The second category focused on the creation of the National Reproductive Technologies Commission (NRTC) to oversee licensing and to monitor reproductive technologies and practices. The NRTC would have five areas of regulatory responsibility: sperm collection, storage and distribution with assisted insemination services; assisted conception services, including egg retrieval and use; prenatal diagnosis; human zygote research; and the provision of human fetal tissue for research or other specified purposes. A sixth area would be responsible for compilation and evaluation of data on causes of infertility, promotion of national and international research, and options for preventing or reducing infertility.

More active roles were recommended for certain federal departments. Health would initiate and coordinate campaigns for the prevention of infertility and its Drugs Directorate would improve its system of drug approval and post-marketing surveillance. The Medical Research Council would give higher priority to basic and applied research on sexual and reproductive health concerns. Human Resources would address issues related to delayed childbearing and occupational health, while Environment would have a role in controlling environmental threats to reproductive health.
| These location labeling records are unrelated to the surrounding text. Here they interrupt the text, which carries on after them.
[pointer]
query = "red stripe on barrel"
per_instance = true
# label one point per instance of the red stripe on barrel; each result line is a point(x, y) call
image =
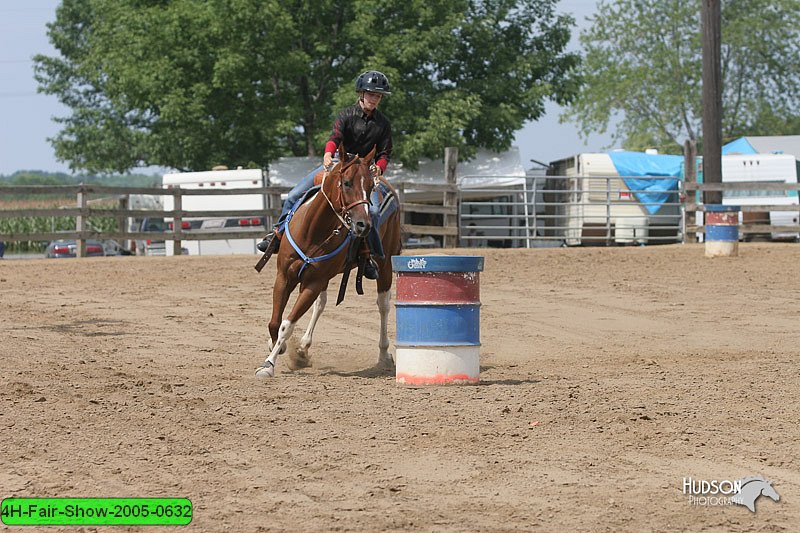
point(724, 218)
point(438, 287)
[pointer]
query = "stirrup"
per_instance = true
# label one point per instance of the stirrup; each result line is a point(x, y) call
point(269, 241)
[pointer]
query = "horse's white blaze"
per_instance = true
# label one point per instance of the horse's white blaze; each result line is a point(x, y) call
point(364, 197)
point(384, 358)
point(268, 368)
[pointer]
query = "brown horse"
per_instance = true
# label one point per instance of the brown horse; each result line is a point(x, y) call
point(322, 229)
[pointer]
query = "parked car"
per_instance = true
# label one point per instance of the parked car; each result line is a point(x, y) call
point(66, 248)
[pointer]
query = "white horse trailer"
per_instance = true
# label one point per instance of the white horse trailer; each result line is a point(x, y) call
point(766, 168)
point(215, 180)
point(601, 208)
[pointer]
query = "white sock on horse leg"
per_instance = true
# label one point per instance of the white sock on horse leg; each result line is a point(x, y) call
point(383, 307)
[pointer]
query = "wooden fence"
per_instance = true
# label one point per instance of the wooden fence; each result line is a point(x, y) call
point(121, 212)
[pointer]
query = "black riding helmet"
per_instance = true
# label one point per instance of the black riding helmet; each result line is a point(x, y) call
point(374, 82)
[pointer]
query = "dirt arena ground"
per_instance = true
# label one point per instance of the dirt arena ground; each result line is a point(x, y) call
point(608, 376)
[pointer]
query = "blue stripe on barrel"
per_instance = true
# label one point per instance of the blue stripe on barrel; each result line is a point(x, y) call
point(437, 263)
point(438, 325)
point(722, 233)
point(722, 222)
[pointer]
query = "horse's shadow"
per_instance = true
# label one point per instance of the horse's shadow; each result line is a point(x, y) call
point(377, 371)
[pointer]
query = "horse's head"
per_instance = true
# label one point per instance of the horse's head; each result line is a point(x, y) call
point(348, 187)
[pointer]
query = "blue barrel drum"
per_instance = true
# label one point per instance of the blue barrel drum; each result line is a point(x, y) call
point(722, 230)
point(438, 319)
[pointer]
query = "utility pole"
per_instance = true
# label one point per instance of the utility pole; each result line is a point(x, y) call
point(712, 99)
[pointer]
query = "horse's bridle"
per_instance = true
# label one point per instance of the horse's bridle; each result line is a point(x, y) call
point(344, 216)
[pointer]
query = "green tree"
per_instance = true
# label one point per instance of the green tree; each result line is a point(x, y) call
point(643, 69)
point(189, 84)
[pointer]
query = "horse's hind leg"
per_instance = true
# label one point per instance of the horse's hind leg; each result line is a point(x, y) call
point(280, 331)
point(267, 368)
point(301, 359)
point(384, 357)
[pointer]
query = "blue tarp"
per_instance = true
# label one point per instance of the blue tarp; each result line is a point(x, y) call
point(739, 146)
point(651, 192)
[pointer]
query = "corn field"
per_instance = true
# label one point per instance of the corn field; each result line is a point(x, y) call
point(43, 224)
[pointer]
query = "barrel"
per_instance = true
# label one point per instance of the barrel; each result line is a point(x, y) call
point(722, 230)
point(438, 319)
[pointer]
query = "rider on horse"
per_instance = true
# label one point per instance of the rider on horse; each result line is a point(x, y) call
point(358, 128)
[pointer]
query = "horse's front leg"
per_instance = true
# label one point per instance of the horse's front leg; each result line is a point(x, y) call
point(384, 357)
point(301, 359)
point(280, 331)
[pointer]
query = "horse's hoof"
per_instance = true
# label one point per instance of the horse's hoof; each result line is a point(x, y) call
point(266, 371)
point(298, 363)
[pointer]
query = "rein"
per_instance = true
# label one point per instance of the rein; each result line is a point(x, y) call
point(344, 218)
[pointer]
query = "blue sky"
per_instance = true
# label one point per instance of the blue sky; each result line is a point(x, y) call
point(27, 116)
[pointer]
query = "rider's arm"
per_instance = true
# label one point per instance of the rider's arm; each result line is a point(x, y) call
point(384, 149)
PART FOUR, ANNEX, GLOSSARY, AND APPENDICES

This part of the report includes: the dissenting opinions of one Commissioner on six areas of the report, suggesting greater caution in the application of some technologies; a glossary of technical terms; and six appendices of general information on the Commission's work.

CONCLUSION

The report of the Royal Commission on New Reproductive Technologies represents a major step toward regulating the proliferation of scientific and medical applications in the area. The report is limited, however, in that it fails to challenge the current organization of the science and medicine underlying the technologies; thus some doubt arises with respect to the Commission's decisions about the evaluation of these technologies and the resulting evidence in support of their use.